Future Cinema

Course Site for Future Cinema 1 (and sometimes Future Cinema 2: Applied Theory) at York University, Canada

AR & VR Humble Bundle

Hey folks, as mentioned in class, Humble Bundle has a software bundle right now for prople to get started making AR & VR experiences. You get more depending on how much you pay (to a max of about $20 US), and it’s a pretty great deal.

https://www.humblebundle.com/software/vr-ar-software

Thu, November 7 2019 » Future Cinema » No Comments » Author: Matthew

Hannah Week 9 Presentation Slides (Vatican to Vegas)

Hi Guys, here is a google drive link for my presentation slides from yesterday: https://drive.google.com/open?id=1KuNzu7im59lCB_9J3Z_5_Y55ulVBvO2g .

See you next week!

Thu, November 7 2019 » Future Cinema » No Comments » Author: Hannah

Questions for discussion: Nov. 6 (Deepa)

Can immersive technology be used to remember or engage with the dead and the lost?
- (a follow up to that) How can we define or understand where archives/photographs and the future technology meet?
In the Immersive Worlds Handbook on pg. 23 a lot is discussed about “culture” and its incorporation in immersive worlds and why creating similar levels of cultures can be complex. Why is this considered as a ‘downside’? And, how do designers/ architects navigate through and overcome cultural-spatial complexities?

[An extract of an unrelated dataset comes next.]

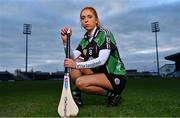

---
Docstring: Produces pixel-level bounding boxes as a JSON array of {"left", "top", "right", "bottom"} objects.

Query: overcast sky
[{"left": 0, "top": 0, "right": 180, "bottom": 72}]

Wed, November 6 2019 » Future Cinema » No Comments » Author: Deepa

Michaela – Questions Nov 6th

1. Does suspension of disbelief really work in VR and XR as it’s so close to reality in the sense how our brain understands it?

2. Regarding the mindsetter design rule – doesn’t it make the places too unoriginal? There are so few surreal and dreamy VR experiences – does this design rule reflect this situation?

3. Lucas says: ‘The process of storytelling has taught the students important lessons about other cultures and has given them cognitive, social, and creative/artistic skills that can only be acquired through stories. Stories also allow us to more fully perceive the world’ (49). However, don’t stories rather function as simplifying modes that put reality into easier patterns, so we can understand it? (Like algorithms) Our lives and world generally doesn’t work through stories or narratives. Is it just an attempt to give life meaning?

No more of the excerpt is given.